Nándor Angstenberger.

20. März – 2. Mai 2010.

Bei der Begegnung mit Nándor Angstenbergers Konstruktionen aus Plastikresten fühlt man sich unweigerlich zurückversetzt in Kinderwelten, wo es ein Leichtes war, dem unbedeutendsten Ding magische Kräfte zuzugestehen. Die Aneignung der Welt im modellhaften Spiel lässt sich auch heute noch aus den Installationen Angstenbergers lesen, auch wenn seine Arbeiten inzwischen einen unheimlichen Grundton aussenden.

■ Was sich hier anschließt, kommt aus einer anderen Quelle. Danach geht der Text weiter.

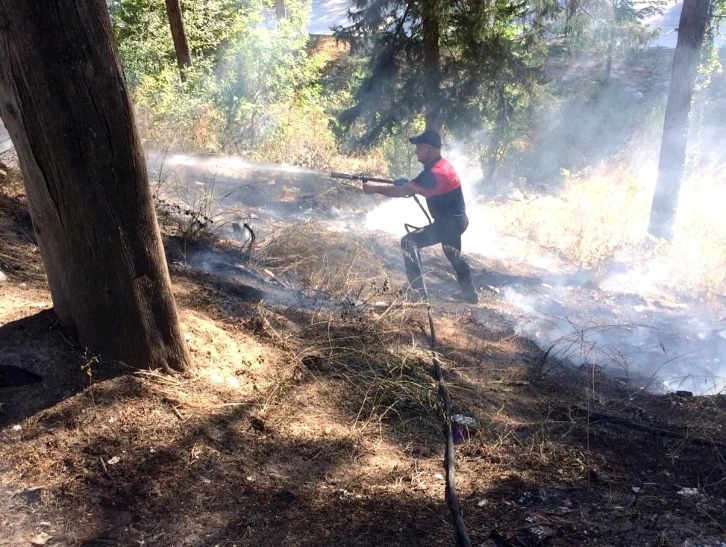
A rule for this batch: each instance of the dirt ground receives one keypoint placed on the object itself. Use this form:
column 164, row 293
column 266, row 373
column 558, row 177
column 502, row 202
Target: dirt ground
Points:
column 312, row 420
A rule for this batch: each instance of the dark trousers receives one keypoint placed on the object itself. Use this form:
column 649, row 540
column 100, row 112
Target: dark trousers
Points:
column 446, row 231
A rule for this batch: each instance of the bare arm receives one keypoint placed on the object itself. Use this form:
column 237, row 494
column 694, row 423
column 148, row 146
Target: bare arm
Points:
column 388, row 190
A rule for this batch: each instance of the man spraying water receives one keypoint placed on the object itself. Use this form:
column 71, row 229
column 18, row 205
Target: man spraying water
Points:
column 440, row 185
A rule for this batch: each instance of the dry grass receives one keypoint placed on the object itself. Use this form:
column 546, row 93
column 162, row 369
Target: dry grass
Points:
column 331, row 262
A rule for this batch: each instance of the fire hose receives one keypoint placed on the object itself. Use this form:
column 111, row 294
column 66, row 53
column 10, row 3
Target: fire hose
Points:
column 450, row 495
column 365, row 178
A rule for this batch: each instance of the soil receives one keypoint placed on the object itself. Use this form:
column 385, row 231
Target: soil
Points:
column 311, row 419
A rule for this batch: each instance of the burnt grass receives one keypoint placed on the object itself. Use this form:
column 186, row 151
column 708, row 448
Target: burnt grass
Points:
column 329, row 434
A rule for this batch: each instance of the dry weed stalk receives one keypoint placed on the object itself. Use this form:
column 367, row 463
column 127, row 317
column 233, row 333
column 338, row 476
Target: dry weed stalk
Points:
column 333, row 263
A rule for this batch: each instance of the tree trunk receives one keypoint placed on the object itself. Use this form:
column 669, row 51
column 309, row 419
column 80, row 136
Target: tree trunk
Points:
column 181, row 45
column 280, row 9
column 609, row 63
column 64, row 100
column 691, row 31
column 431, row 14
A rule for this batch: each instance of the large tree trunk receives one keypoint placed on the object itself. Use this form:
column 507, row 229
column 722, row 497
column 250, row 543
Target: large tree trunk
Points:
column 64, row 101
column 691, row 31
column 431, row 14
column 181, row 45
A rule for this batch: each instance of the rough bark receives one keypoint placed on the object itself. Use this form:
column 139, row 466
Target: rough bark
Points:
column 64, row 101
column 431, row 14
column 179, row 36
column 280, row 9
column 691, row 32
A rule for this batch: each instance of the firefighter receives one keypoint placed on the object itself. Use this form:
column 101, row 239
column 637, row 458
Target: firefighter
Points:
column 441, row 186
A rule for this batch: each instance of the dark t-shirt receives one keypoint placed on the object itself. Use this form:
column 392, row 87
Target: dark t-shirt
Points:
column 441, row 187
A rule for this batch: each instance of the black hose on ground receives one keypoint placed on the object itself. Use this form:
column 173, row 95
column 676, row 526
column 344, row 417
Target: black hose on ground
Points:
column 451, row 496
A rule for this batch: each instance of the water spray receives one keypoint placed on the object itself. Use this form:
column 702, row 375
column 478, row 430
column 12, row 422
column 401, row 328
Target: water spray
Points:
column 366, row 178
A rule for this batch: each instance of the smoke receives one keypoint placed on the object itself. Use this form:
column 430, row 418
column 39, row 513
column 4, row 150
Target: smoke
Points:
column 589, row 283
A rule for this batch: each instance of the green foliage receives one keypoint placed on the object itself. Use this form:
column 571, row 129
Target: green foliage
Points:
column 491, row 54
column 249, row 77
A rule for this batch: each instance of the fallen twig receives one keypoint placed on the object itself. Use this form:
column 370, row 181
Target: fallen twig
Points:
column 595, row 417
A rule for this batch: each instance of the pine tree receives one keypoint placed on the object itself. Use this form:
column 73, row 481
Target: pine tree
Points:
column 464, row 65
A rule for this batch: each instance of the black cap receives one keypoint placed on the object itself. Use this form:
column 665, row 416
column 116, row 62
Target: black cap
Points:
column 431, row 138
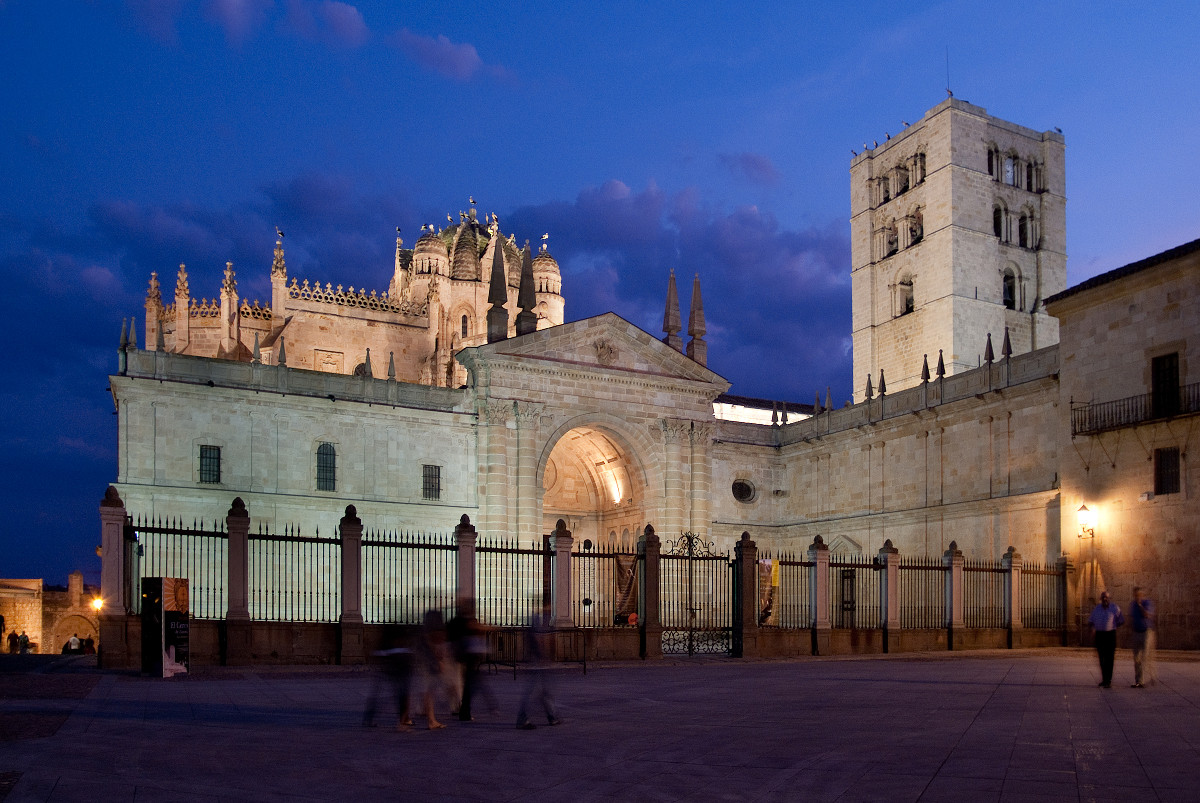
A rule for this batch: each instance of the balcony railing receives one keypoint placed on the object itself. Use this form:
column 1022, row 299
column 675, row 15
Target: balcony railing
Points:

Die perfektionistisch gearbeiteten, präzise zusammengefügten Bauten fordern Respekt und lassen an überlegene Zivilisationen aus Science-Fiction-Welten denken. Gleichzeitig herrscht eine beunruhigende Leere, die Architekturen wirken verlassen, ihr Zweck scheint verloren gegangen zu sein. Die Banalität des Materials wandelt sich in der Verdichtung zu einer paradoxen Metapher für Luxus und Dekadenz.

Der Zivilisationsschrott verweigert sich seiner Herkunft und verwächst zu Palästen, in denen das Fremde herrscht. Pandämonium steht in der griechischen Mythologie für die Gesamtheit aller bösen Geister. Der imaginierte Gang durch die Konstruktionen Nándor Angstenbergers lässt tatsächlich Empfindungen entstehen, die zwischen Faszination und Vereinsamung schwanken. Von allen guten Geistern verlassen, verirrt sich der Betrachter in einer Parallelwelt.

Die Ausstellung im Delikatessenhaus gibt einen Überblick über Nándor Angstenbergers jüngste Arbeiten.